Sa cote de popularité en prend durablement un coup. Surnommé « le roi sans culotte » ou encore le « Berlusconi du Grand Nord », le roi de Suède peine à retrouver grâce aux yeux de son peuple mais également des européens. Lors d’une visite en France en 2014, le monarque est à nouveau raillé. « Le roi et François Hollande ont quelques points communs : les maîtresses et le manque cruel de popularité ! » persifle Thomas Sjöberg, l’un des auteurs du livre qui a provoqué sa chute vertigineuse dans les sondages.
Victoria, princesse héritière, le meilleur atout de la monarchie suédoise
Et alors que 2023 devait être une année hommage à Carl XVI Gustaf, qui fête ses cinquante ans de règne, force est de constater que ses regrets exprimés de ne pas voir son fils lui succéder sur le trône de Suède passent mal. « C’est pernicieux. Il dit trouver difficile qu’on ait enlevé à son fils la possibilité de devenir roi mais il faut rappeler que Carl Philip n’avait que sept mois quand la loi a changé et que ce n’était pas un enfant qui avait été élevé dans l’optique de devenir roi un jour » rappelle Lisa Castro. Pas malin de la part du roi, de dénigrer ainsi sa fille qui jouit d’une belle popularité. Et si à nouveau, comme lors du scandale qui avait entaché son règne en 2010, les Suédois appelaient à son abdication en faveur de sa fille ? « Il n’y aura pas d’abdication. Nous ne sommes pas du tout sur une monarchie décrédibilisée, qui aurait besoin de faire peau neuve, ou face à un souci de santé » explique l’experte.
Tout de suite après avoir tenu ces propos polémiques, le roi a eu l’occasion de s’expliquer, le palais redoutant sûrement une levée de boucliers. « Un prince est né héritier du trône. Une décision a été prise des mois plus tard, établissant de nouvelles conditions. Je pense qu’il l’a bien pris. Je n’ai perçu aucun problème entre eux, ils s’entendent très bien, » a-t-il déclaré, avant de glisser un mot à l’attention de sa fille : « Elle est très engagée, j’ai compris cela. Victoria a déjà conscience de sa responsabilité. » Un rétropédalage qui n’en est pas un. « C’est injuste pour Victoria, mais c’est ce qu’il essaie de corriger maintenant, alors qu’elle est une jeune femme importante. Le fait qu’il en ait parlé est méchant, inutile et non professionnel » analyse de son côté Paul Ronge, expert en relations publiques, dans le journal suédois Aftonbladet.

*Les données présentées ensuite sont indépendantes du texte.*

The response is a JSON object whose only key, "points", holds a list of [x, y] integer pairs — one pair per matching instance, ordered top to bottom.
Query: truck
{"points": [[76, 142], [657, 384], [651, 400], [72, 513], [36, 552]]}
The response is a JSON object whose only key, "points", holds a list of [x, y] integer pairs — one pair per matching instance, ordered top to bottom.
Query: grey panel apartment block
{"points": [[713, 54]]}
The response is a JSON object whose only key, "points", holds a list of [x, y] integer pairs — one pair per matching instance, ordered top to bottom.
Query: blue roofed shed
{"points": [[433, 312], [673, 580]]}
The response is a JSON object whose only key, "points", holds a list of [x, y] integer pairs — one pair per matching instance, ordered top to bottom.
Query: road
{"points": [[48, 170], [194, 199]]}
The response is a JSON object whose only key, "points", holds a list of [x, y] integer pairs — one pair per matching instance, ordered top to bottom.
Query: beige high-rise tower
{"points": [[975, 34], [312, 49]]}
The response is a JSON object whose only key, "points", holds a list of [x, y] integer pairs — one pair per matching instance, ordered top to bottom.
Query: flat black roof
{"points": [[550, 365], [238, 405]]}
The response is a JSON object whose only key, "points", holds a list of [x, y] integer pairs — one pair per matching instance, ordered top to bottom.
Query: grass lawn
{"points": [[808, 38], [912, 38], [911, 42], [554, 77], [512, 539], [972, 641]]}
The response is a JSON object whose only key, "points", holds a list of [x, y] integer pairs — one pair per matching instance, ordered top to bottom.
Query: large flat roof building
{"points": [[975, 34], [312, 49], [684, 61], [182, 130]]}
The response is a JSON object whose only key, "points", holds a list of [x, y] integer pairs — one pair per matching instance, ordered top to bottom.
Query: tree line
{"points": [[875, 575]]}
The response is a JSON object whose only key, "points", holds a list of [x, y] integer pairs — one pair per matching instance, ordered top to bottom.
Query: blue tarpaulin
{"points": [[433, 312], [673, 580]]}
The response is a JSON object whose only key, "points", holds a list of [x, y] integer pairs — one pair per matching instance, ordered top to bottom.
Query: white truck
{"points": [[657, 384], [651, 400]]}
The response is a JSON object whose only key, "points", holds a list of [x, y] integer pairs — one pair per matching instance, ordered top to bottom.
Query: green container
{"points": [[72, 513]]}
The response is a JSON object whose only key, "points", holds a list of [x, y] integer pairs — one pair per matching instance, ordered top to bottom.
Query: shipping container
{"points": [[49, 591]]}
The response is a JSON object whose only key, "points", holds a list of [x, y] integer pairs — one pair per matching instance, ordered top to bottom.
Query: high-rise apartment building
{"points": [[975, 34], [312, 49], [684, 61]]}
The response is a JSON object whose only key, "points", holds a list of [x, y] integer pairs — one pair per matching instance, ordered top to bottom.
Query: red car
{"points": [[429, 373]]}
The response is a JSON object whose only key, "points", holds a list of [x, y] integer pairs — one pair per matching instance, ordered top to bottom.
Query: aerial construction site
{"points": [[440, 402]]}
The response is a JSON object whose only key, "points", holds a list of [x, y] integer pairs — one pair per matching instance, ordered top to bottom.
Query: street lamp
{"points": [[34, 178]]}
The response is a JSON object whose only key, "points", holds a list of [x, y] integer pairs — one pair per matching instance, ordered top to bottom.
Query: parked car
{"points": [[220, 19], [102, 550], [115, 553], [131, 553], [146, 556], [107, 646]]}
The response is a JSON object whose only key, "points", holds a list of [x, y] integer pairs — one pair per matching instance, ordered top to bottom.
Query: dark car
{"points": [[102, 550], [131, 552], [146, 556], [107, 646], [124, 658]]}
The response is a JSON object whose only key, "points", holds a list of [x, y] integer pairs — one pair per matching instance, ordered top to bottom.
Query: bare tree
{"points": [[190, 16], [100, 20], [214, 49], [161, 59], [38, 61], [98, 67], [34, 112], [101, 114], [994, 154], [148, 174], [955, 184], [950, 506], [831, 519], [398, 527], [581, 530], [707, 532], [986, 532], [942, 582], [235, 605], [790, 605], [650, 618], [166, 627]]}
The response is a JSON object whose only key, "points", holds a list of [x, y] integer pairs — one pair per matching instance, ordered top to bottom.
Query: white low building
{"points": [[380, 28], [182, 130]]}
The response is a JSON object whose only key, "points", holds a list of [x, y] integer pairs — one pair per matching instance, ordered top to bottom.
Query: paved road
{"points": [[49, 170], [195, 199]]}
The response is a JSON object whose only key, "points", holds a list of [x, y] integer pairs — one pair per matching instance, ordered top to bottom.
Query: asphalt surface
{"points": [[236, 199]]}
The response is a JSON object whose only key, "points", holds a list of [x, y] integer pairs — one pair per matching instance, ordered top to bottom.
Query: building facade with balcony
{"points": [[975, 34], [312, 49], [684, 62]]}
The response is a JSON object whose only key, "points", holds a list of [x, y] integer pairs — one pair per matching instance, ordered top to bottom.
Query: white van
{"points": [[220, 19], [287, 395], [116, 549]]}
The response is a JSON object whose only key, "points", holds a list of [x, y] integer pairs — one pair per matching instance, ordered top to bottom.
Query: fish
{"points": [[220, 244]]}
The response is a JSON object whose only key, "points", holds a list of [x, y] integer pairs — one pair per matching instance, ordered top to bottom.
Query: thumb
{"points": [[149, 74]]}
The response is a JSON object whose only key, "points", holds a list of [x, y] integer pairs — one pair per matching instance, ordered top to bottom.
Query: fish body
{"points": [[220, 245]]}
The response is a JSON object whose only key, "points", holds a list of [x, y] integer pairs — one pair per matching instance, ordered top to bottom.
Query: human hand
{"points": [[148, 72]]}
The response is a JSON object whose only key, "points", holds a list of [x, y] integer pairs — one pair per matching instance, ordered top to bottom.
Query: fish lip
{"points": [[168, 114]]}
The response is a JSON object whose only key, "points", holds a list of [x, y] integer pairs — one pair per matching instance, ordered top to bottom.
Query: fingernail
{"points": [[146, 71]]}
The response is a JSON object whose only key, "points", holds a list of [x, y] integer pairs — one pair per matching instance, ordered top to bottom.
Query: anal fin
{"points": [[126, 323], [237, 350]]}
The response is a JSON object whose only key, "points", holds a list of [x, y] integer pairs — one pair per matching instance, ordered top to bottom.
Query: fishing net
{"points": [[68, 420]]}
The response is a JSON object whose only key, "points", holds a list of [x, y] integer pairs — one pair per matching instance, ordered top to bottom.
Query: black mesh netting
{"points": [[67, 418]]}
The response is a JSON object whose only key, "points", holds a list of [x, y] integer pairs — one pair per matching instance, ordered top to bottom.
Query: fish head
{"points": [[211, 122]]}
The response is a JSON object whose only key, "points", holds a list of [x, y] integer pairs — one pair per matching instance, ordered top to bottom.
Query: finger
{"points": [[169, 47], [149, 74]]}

Le 9 janvier dernier, le roi Carl Gustaf et la princesse Victoria de Suède ont été aperçus tout sourire, bonnets enfoncés sur la tête et bâtons en mains sur une piste de ski de fond à Sälen en Suède. Celle qui est sans conteste le plus bel atout de la monarchie, avec son époux Daniel et leurs deux enfants Estelle et Oscar, représente l’avenir. Et si la princesse héritière a mal vécu les propos tenus par son père à son encontre, elle n’en montre rien. Du moins en public. Une exemplarité qui ne peut être que saluée.